Document and Eyewitness – An Intimate History of Rough Trade by Neil Taylor (Orion Books)
Clearly you’d have to be more than interested in British indie-pop in the late 70s and 1980s to get much out of this. But the anecdotal rewards are deep if The History of Rough Trade would be your chosen specialised subject on the fading leather jacketed saddo’s version of Mastermind. Once you’re past the ponderous intro (and I’d rather have had an index than the footnotes), the stories and their characters take you right back to a time when you didn’t have to give a shit about anything besides drinking, music, and appearing to know what you were on about (I gave up on that one in the end).
Sample quote [from Joly MacFie, in-house badge maker]: I went off to Europe selling badges on an Iggy Pop tour and on the day I arrived back I got a visitation from Bob Marley and John Holt. Marley started having this big argument with me about how I had disrespected the Ethiopian royal family. While he is doing this he is looking around the workshop and notices the FORWARD and BUT WAIT badges and starts accusing me of not respecting Rasta. Everything I said in defence he just dismissed as ‘ras-clat, white-man talk’. He was pretty mad and stormed off to the other end of the workshop, where his eye caught the latest job we’d done. It was a backstage pass for Graham Parker’s tour of Australia. It had a black, red, yellow and green background, reggae style, and printed on top were the words I SHOT THE FERRET. Marley was incandescent. We couldn’t help but start laughing. He stormed off, though later Pepe did smooth things over and we did carry on making the Bob Marley badges we had already been making.
Rat Girl: A Memoir by Kristin Hersh (Penguin)
I already lauded this witty Diary of a Screwed-Up Teenage Genius a few weeks back, and that was before I’d even got to the part about how the Throwing Muses, while recording their five-star debut album, were evicted from the studio by Deep Purple (as if I ever needed another reason to further despise Deep Purple). Or to the part where she’s psycho-analysed by the very cool Dr. Seven Syllables, or the flaky way they are signed to 4AD Records by the enigmatic Englishman Ivo. Though one of my favourite passages recounts lavish dinners with old farts from record companies who want to sign and flog the band:
Tonight we’re having dinner with one of the old guys, the coke guys, the VIPs with orange tans and tinted glasses. VIPs are not the reps in the rock club trenches – they’re far removed from everything musical. Oozing out of the moneyed world of limos and palm trees (really!), they personify the tragedy of errors that is the music business. VIPs are always expensively dressed, they are never women and they all have a creepy, fake peacefulness that comes from both feeling safe because you’re rich and wanting people to think you’re self-actualized.

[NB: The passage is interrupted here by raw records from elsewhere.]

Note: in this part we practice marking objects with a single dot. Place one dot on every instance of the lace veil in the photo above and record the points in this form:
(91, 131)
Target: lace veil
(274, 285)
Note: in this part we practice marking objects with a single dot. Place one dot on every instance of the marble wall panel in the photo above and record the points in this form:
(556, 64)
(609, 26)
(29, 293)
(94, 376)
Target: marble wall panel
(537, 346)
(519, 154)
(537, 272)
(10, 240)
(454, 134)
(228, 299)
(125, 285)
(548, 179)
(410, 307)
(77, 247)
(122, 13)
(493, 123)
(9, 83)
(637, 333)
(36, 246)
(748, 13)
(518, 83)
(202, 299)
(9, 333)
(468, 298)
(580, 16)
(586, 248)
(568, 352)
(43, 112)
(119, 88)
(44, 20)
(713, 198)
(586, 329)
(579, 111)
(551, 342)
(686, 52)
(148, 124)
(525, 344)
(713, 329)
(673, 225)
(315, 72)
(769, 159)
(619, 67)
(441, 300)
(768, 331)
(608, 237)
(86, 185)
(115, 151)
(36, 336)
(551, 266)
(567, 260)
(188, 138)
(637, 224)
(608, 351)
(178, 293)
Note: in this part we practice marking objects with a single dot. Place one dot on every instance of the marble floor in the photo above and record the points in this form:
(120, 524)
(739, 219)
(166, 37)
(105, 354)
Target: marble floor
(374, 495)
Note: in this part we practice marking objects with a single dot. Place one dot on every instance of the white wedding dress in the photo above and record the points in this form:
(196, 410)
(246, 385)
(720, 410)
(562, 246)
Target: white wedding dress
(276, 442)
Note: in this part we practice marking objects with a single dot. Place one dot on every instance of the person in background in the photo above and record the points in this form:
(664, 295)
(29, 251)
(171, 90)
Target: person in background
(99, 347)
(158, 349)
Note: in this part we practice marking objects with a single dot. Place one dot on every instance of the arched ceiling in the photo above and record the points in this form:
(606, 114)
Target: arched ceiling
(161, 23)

All VIPs have a stylish, articulate assistant to speak for them and help them do things like move. Because they seem partially dead. As if they’re dying just one piece at a time, their money holding up what’s left of their corpse with various… treatments. They’re fascinating in a yucky way, but you can’t spend too much time with them. It’s like going to Vegas – not funny enough.
Popcorn: 50 Years of Rock ‘n’ Roll Movies by Garry Mulholland (Orion Books)

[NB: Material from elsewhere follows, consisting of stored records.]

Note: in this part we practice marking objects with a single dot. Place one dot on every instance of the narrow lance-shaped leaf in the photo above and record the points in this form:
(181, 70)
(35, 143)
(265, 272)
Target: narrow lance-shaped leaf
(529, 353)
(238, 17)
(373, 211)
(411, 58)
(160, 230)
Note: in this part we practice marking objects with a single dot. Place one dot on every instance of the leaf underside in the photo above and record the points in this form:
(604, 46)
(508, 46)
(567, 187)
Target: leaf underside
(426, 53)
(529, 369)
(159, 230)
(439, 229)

I haven’t actually read all this, because you’re not supposed to properly read books that are written for reference or dipping in to. Mulholland is the master of the dip-into book, having previously authored the indispensable (for indie-pops at least) This Is Uncool: The 500 Greatest Singles Since Punk and Disco and Fear of Music: The 261 Greatest Albums Since Punk and Disco. This book is more of a narrative, but no worse for it.
Sample quote: It’s only when you see footage of the Pistols at their best that you realise just how much Johnny Rotten dominated the band visually, how he really was the only unconventional thing about them. See him, in a white dress shirt and bow tie, whippet-thin and beautiful, blurring the lines between rock iconography, cartoon anger and slapstick comedy (from a review of 1978's The Punk Rock Movie).

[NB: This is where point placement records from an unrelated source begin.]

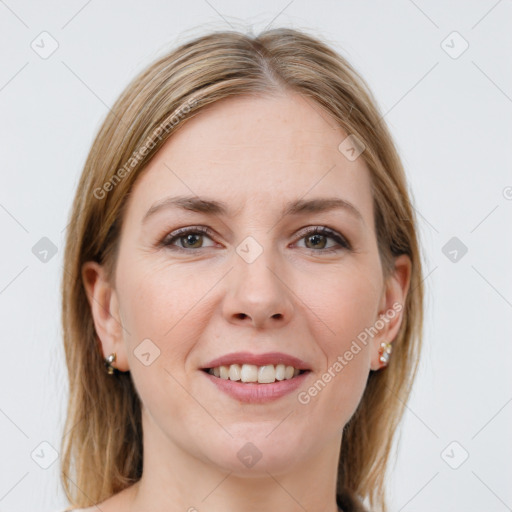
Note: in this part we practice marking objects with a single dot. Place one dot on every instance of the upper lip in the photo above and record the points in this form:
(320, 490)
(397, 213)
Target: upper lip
(257, 359)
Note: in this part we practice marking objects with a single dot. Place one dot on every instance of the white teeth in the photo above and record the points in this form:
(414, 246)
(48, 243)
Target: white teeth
(280, 371)
(249, 373)
(235, 372)
(266, 374)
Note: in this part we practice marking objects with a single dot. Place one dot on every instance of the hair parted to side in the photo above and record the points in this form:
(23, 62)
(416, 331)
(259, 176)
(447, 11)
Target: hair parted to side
(102, 448)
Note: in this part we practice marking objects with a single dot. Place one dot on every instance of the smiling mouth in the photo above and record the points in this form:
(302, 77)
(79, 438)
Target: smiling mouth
(250, 373)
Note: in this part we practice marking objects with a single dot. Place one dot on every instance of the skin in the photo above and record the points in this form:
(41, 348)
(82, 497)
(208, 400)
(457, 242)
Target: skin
(255, 154)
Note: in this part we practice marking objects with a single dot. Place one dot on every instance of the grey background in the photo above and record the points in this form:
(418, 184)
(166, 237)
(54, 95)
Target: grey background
(451, 117)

Small Town England by Tim Bradford (Ebury Press)
As already blogged about here, but I have to mention it again as this book is as much about me as any book that will ever be written. For those who’ve never seen my legs, I am Bandy. It is 1979, and we are 14 years old, going on 15.
Sample quote: We were, of course, a punk band. Punk was the perfect medium for adolescent songs, what with its infantile chord changes and shouty fake aggression. Bandy’s parents were going through a rough patch, so he was much more punkish and angry than I was. This manifested itself particularly in our living-room performances. Bandy was able to push himself to the point where he looked disturbed and absurd. Bandy’s group persona was Arnold Slitgullet, a misanthrope obsessed with VD, slitting wrists, being depressed and committing suicide. At that time I thought it was a great made-up character but, in retrospect, perhaps Bandy was trying to say a little more. My character, Johnny Faeces, was in the more orthodox British music-hall, toilet humour tradition. I spelt the second name wrong on all the artwork, sometimes Fisces, other times Feces. And even then it was on my mind – the fear that I was Paul McCartney and Bandy was John Lennon. I think it must be the primal fear in any close relationship.